Sunil Garodia Editor-in-Chief of indiacommentary.com. Current Affairs analyst and political commentator.
Laying to rest all speculations and following convention, the outgoing CJI Justice Dipak Misra has written to the government recommending the name of the senior-most judge of the Supreme Court, Justice Ranjan Gogoi, as the next chief justice of India. Commentators had been speculating that convention might be thrown to the winds as Justice Misra was supposedly peeved at Justice Gogoi for raising the banner of revolt by holding a press conference with three other judges to criticize the way of working of the present CJI. But when people occupy such high positions, they obviously do not let personal or professional tiffs come in way of conventions and fair play. Justice Misra has done what needed to be done and what all other chief justices had been doing before him.

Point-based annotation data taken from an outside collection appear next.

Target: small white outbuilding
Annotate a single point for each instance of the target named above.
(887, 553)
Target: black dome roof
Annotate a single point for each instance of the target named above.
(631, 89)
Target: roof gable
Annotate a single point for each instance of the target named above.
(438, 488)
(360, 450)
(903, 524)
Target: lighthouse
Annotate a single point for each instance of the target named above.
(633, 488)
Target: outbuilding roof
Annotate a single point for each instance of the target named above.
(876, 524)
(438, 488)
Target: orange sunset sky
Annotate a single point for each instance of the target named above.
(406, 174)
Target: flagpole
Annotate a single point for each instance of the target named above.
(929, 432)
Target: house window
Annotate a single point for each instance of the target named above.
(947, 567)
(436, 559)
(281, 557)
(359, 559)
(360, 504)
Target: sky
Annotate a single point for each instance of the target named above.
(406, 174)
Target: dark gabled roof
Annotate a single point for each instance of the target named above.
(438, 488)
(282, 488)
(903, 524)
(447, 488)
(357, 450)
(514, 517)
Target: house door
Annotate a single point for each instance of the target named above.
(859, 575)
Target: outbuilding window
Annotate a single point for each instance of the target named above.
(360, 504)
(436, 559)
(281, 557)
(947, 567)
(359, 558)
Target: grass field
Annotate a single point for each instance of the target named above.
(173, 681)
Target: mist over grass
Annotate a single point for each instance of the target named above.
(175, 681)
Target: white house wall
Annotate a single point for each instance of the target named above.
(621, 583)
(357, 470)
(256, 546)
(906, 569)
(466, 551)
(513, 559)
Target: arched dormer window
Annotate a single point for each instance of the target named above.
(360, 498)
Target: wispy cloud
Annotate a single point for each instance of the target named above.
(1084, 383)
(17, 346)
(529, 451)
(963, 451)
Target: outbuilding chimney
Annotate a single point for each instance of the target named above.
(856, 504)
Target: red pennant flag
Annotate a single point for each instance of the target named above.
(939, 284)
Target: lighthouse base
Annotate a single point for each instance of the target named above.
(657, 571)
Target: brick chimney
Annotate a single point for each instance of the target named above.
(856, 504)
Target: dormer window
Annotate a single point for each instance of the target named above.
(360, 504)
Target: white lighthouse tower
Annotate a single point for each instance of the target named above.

There have been two instances – both, not surprisingly, when the late Indira Gandhi was prime minister– when the government did not appoint the senior-most judge as the chief justice. First, in August 1973, Justice A N Roy was appointed the chief justice superseding three judges senior to him. All three – Justice J M Shelat, Justice K S Hegde and Justice A N Grover – resigned in protest. All three judges had drawn Indira Gandhi’s ire by passing a majority order in the Keshavananda Bharati vs State of Kerala that went against what she wanted. Justice Ray had written a dissenting order more in line with the official thinking. He was rewarded for it.

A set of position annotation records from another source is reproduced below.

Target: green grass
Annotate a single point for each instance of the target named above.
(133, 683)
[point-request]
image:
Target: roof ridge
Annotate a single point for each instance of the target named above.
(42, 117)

Then again in 1977, Justice M H Beg superseded Justice H R Khanna as chief justice. Justice Khanna’s fault was that he was too independent, refusing to toe any particular line. Indira Gandhi was known to clip the wings of people who were independent thinkers or who swore by the rule of law. For it was her habit to bend the law according to her preference with pliant judiciary. Strategic appointments were a key to this. Those controversial appointments put pliant people in place and brought others in line too. They also showed who the boss was, something that Indira Gandhi was always eager to show. If this government follows Indira Gandhi’s line and does not appoint Justice Gogoi as chief justice, it would be driving another wedge in the relations between the executive and the judiciary. Apart from being the senior-most judge after the CJI, Justice Gogoi is an outstanding deliverer of justice and there can be no question marks on his competence. Hence, the government should not go against convention and should clear his appointment.